Kedatangan
bangsa-bangsa Eropa tersebut ke kepulauan Maluku, ternyata tidaklah
hanya semata-mata dengan niat berdagang namun juga keinginan untuk
menguasai. Maka tidaklah mengherankan untuk mencapai keinginan tersebut
mereka melakukan segala cara, seperti melaksanakan sistem monopoli
perdagangan yang disertai dengan tindakan kekerasan dan kekejaman
terhadap rakyat Maluku, merekapun melakukan tindakan semena-mena,
seperti keharusan mendayung kora-kora mengikuti hongi, penebangan ribuan
pohon cengkeh dan pala membakar rumah-rumah penduduk dan memindahkan
rakyat dengan paksa dari kampung halamannya, serta sejumlah perlakuan
buruk lainnya. Hal ini telah menumbuhkan rasa benci dan marah yang
sangat pada masyarakat, yang pada akhirnya menimbulkan semangat heroik
dan patriotik rakyat Maluku untuk melawan bangsa Eropa tersebut.
Pada
tahun 1575 di Maluku Utara dipimpin oleh Sultan Babullah, rakyat
berhasil menyerang Portugis. Suatu hari yang bersejarah, tepatnya pada
tanggal 15 Mei 1817, rakyat Maluku yang terdiri dari komunitas muslim
dan kristen secara bahu membahu dan bersatu padu melakukan perlawanan
dan penyerangan terhadap pusat pertahanan Belanda di benteng Doorstede
Saparua. Peristiwa yang heroik yang mampu mengalahkan pihak Belanda
tersebut dikenangkan oleh masyarakat Maluku dengan sebutan “ Perang
Pattimura ”, karena peperangan tersebut dipimpin oleh lelaki Kabaresi
bernama Thomas Matulessy yang kemudian menyandang gelar Kapitan
Pattimura. Pattimura atau Thomas Matulessy sebelumnya pernah mengenyam
pendidikan militer, karena ia pernah menjadi sersan mayor dalam tentara
milisi Inggris di Ambon.
Serangan
serentak pada tanggal 15 Mei 1817 itu, yaitu dengan memanjat
tembok-tembok benteng dengan bambu, mencapai hasil yang gemilang, dimana
benteng Doorstede berhasil dikuasai.
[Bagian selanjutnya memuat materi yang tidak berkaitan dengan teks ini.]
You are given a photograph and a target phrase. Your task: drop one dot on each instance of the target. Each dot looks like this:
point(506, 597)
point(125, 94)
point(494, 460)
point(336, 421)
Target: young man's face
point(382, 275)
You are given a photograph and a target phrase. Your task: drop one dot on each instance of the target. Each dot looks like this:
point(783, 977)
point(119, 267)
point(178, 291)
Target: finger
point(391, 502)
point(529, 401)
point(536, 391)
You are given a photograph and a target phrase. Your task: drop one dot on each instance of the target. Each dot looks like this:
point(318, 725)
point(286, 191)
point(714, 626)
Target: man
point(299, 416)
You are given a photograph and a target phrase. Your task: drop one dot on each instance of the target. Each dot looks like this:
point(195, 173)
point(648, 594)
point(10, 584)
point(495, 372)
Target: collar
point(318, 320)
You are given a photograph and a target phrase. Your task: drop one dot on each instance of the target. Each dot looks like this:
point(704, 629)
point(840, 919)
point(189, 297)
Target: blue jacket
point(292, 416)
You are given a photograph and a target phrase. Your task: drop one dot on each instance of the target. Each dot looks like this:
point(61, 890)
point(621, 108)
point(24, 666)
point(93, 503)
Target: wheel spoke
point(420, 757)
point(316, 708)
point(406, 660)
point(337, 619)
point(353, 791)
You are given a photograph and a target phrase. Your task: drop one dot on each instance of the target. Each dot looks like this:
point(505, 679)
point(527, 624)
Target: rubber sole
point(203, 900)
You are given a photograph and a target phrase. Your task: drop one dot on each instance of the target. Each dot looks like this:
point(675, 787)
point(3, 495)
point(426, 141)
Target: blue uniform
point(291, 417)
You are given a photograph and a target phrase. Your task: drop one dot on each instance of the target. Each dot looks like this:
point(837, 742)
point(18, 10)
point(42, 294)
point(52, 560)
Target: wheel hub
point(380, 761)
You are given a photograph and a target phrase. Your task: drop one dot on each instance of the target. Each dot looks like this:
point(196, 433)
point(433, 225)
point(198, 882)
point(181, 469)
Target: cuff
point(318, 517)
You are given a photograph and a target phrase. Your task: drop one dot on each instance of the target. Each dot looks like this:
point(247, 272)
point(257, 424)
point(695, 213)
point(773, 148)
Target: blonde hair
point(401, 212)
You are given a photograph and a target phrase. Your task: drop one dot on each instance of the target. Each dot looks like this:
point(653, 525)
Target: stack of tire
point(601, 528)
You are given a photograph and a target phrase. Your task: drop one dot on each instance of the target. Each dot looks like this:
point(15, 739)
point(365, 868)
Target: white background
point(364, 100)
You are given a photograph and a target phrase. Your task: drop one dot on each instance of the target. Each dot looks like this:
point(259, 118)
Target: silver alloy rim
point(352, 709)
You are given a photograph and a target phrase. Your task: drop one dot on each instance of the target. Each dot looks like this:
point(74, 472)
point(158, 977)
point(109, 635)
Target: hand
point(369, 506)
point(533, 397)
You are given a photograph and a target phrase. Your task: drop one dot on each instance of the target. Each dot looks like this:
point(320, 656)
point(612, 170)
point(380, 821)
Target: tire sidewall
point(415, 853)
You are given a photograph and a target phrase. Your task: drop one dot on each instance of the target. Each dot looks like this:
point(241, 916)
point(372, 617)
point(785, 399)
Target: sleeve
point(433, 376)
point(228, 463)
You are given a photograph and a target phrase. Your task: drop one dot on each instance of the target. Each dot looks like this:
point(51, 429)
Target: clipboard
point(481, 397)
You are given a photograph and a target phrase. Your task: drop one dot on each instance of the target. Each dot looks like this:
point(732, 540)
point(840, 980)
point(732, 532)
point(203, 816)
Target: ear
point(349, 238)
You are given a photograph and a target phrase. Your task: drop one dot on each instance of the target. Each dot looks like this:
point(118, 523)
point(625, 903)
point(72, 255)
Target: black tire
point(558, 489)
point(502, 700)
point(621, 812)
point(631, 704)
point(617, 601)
Dengan kemenangan
itu maka seluruh rakyat memperlihatkan kegembiraannya. Kemenangan itu
sekali lagi disebabkan adanya kekompakan rakyat Maluku. Sayangnya, lewat
tipu muslihatnya Belanda berhasil menangkap Matulessy dan
kawan-kawannya, dan kemudian pada tanggal 17 Desember 1817 di depan
Benteng New Victoria Ambon, Pattimura dan kawan-kawannya dijatuhi
hukuman gantung. Saat menuju tiang gantungan Thomas Matulessy melangkah
dengan mantap karena yakin akan kebenaran perjuangan yang ia tempuh.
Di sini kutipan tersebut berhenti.